Data Diff

The API documentation for creating comparing datasets programmatically using Data Diff.

Creating a new Diff

This method creates a new data diff job asynchronously and returns the id that can later be used to retrieve the diff results.

Endpoint

/api/v1/datadiffs

Method

POST

Request Content-Type

application/json

Response Content-Type

application/json

Example request body:

{
    "data_source1_id": 10,
    "data_source2_id": 10,
    "table1": ["df", "prod", "page_views"],
    "query2": "SELECT * FROM df.dev.page_views WHERE date > '2020-01-01'",
    "materialize_dataset1": true,
    "pk_columns": ["organization_id", "user_email"],
    "filter1": "date > '2020-01-01'",
    "sampling_tolerance": 0.0001,
    "sampling_confidence": 99.9,
    "diff_tolerances_per_column": [
        {"column_name": "col_name",
         "tolerance_value": 0.001,
         "tolerance_mode": "absolute"}]
}

Parameter

Required

Type

Description

data_source1_id

required

integer

Id of data source. You can look it up in Datafold UI: Settings -> Data Sources -> Connection, it'll be the last number in the URL.

data_source2_id

required

integer

Id of the second datasource. It should be the same as data_source1_id, unless you are doing cross-database diffs

table1

[string]

Use the table as the first datasource. Table is specified as a list of segments. Names are case-sensitive.

query1

string

Use provided query as the first datasource. Either table1, or query1 must be specified.

table2

[string]

Use this table as the second data source.

query2

string

Use the query as the second data source. Either table2 or query2 must be specified.

materialize_dataset1

optional

bool

Force materialization of dataset 1. It's useful if table1 is a view and it needs to be materialized prior to diffing. If a query is used as a dataset, then this flag is ignored.

materialize_dataset2

optional

bool

Force materialization of dataset 2.

pk_columns

required

[string]

List of primary key columns. It's case-sensitive.

include_columns

optional

[string]

Include only specified columns, besides PK columns.

exclude_columns

optional

[string]

Exclude those columns from diff. Useful for excluding data transfer timestamps and such.

time_column

optional

string

Time column to use for DataDiff time view.

filter1

optional

string

SQL filter for dataset 1. It'll be injected as-is to WHERE clauses during diffing.

filter2

optional

string

SQL filter for dataset 2.

time_travel_point1

optional

string

Relative using a negative integer (ex. -220) for an offset in seconds.
At a certain point in time using a timestamp (ex. 2021-08-13T00:00:00)
At a certain statement using the query id.

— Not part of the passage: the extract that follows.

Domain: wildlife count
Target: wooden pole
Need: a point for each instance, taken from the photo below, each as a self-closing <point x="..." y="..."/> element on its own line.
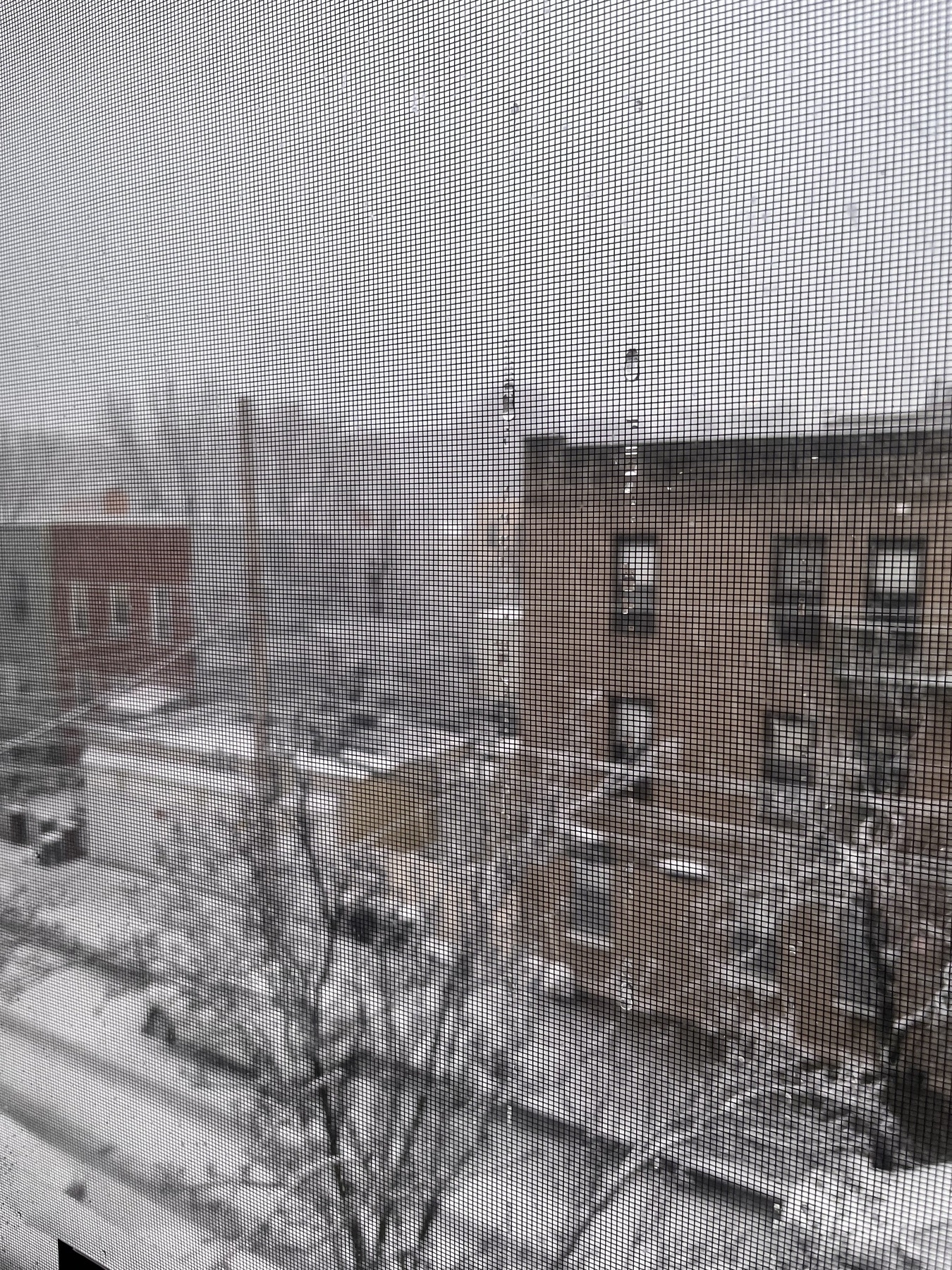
<point x="257" y="625"/>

At a certain point in time using a timestamp (ex. 2021-08-13T00:00:00)

time_travel_point2

optional

string

Same as the abovementioned, for the second data source.

sampling_tolerance

optional

float

Ratio of acceptable number of rows that can be different to the total number of rows. Used only in sampling.

sampling_confidence

optional

float

Confidence that number of differing rows is less than allowed by sampling_tolerance, in percents. E.g. 99.9.

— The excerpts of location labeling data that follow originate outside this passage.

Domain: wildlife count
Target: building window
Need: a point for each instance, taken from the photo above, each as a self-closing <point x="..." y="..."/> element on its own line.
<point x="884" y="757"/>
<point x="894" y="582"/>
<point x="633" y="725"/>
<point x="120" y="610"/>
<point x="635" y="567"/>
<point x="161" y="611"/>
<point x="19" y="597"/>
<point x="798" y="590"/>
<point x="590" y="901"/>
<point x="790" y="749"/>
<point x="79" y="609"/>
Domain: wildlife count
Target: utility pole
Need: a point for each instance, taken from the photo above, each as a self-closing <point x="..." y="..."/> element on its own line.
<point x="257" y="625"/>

diff_tolerances_per_column

optional

[object]

List of objects to configure tolerance value per column.

diff_tolerances_per_column.

column_name

required

string

The name of the column to which the tolerance applies. Must be of type integer or float, ignored otherwise.

diff_tolerances_per_column.

tolerance_value

required

float

The value applied to the tolerance.

diff_tolerances_per_column.

tolerance_mode

required

string

The tolerance mode to apply.

absolute : abs(b-a) < X

relative : abs((b-a) / a) < X

The call returns all data from the request with missing values filled in with either nulls or defaults. In addition to that, it returns the diff id that can be used later to get diff results.

{
  "id": 69004,
  "user_id": 1,
  "data_source1_id": 7,
  "data_source2_id": 7,
  "table1": ["df", "prod", "page_views"],
  "table2": null,
  "query1": null,
  "query2": "SELECT * FROM df.dev.page_views WHERE date > '2020-01-01'",
  "filter1": null,
  "filter2": null,
  "pk_columns": ["col0"],
  "include_columns": [],
  "exclude_columns": [],
  "time_column": null,
  "time_aggregate": null,
  "time_interval_start": null,
  "time_interval_end": null,
  "sampling_tolerance": null,
  "sampling_confidence": null,
  "materialize_dataset1": false,
  "materialize_dataset2": false,
  "done": false,
  "result_statuses": {},  
}

Getting Diff Results

This method retrieves results of previously created data diff.

Endpoint

/api/v1/datadiffs/<id>/summary_results

Method

GET

Response Content-Type

application/json

Immediately after the diff is submitted, the status will be either waiting for processing:

{
  "status": "running",
}

When the diff task is done, the status will be set to done and additional fields will contain high-level statistics:

{
  "status": "success",
  
  "schema": {
    "columns_mismatched": [3, 4],
    "column_type_mismatches": 0,
    "column_reorders": 0,
    "column_counts": [20, 21]
  },
  "pks": {
    "total_rows": [17343000, 19294000],
    "nulls": [0, 0],
    "dupes": [0, 0],
    "exclusives": [0, 1951000],
    "distincts": [17343000, 19294000]
  },
  "values": {
    "total_rows": 17343000,
    "rows_with_differences": 13780000,
    "total_values": 277488000,
    "values_with_differences": 19505000,
    "compared_columns": 16,
    "columns_with_differences": 5
  },
}

Field Path

Description

schema.columns_mismatched

The number of columns across both datasets compared that didn't match. Datafold matches columns by name and type.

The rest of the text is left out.